A dispetto della biografia ricca di incostanti lampi di genialità e di smaglianti espedienti letterari, Talarico non era affatto un personaggio culturalmente effimero e valetudinario. Prima di tentare l’avventura rocambolesca del cinema, la sua penna di notista accreditato nei palazzi del potere era temuta per l’umore sarcastico e l’acuminata ferocia con cui sceglieva i suoi bersagli. Ai tempi del pieno consenso al fascismo i suoi strali non risparmiarono il Duce, che lo apostrofò come “ignobile libellista”.
Il giornalista che amava la dolce vita
A lungo giornalista e critico cinematografico per La Stampa, L’Europeo e L’Espresso, Talarico faceva parte di quel memorabile gruppo di intellettuali liberali che ruotavano attorno a Leo Longanesi, come Ercole Patti, Sandro De Feo e Mario Pannunzio, di cui Talarico divenne stretto divenne collaboratore per le pagine de Il Mondo.
Talarico, come Leopoldo Trieste, amava il cinema e le belle donne; due buoni motivi per stare a Roma e attraversarla in lungo e in largo in quegli anni formidabili. Talarico visse la sua stagione di notorietà mentre a Roma la fabbrica dei sogni esplodeva nella pienezza cinica e gaudente degli anni della “dolce vita” e di via Veneto. Lo si ritrova assiduo frequentatore di tutti i santuari di strada della cultura del tempo.

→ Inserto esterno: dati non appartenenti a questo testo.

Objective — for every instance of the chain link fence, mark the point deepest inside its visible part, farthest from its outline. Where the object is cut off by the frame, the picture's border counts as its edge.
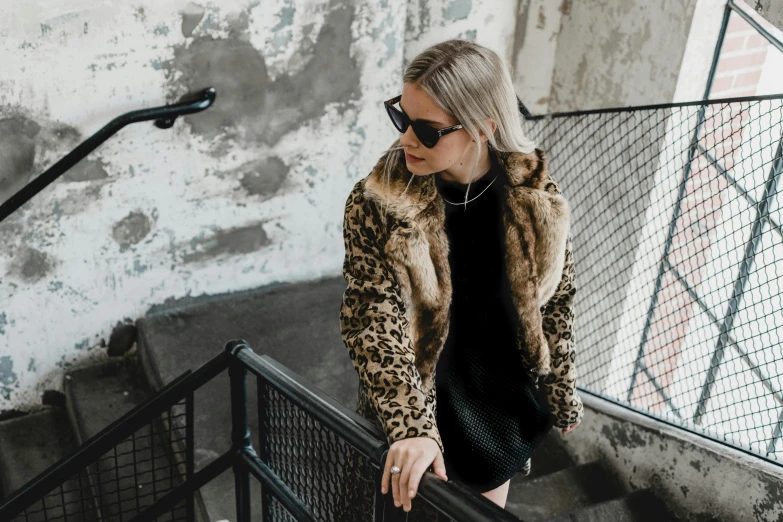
(676, 224)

Trascorreva le sue giornate di “flanellista” tra il Caffè Aragno o in mezzo ai crocchi riuniti ai tavolini di Rosati o Canova.
Qui lo si ritrovava a chiacchierare e far notte con gente come Emilio Cecchi, Roberto Rossellini e in confidenza con scrittori e artisti di primo piano della scena culturale romana di quegli anni come Palazzeschi, Cardarelli, Moravia, Ungaretti, Guttuso, Flaiano, Repaci, Brancati o Alvaro. Già giornalista satirico e critico teatrale, prima di diventare anche sceneggiatore di successo (vinse un Nastro d’argento per il soggetto e la sceneggiatura di Anni facili), Talarico, giovane avvocato mancato, fuggito presto dal tedio e dalle ristrettezze del suo paese calabro, aveva – soprattutto – una autentica fissazione per il cinema, e così fece di tutto anche per indossare al cinema anche i panni dell’attore. Ne vennero o fuori parti da caratterista formidabili e iconiche.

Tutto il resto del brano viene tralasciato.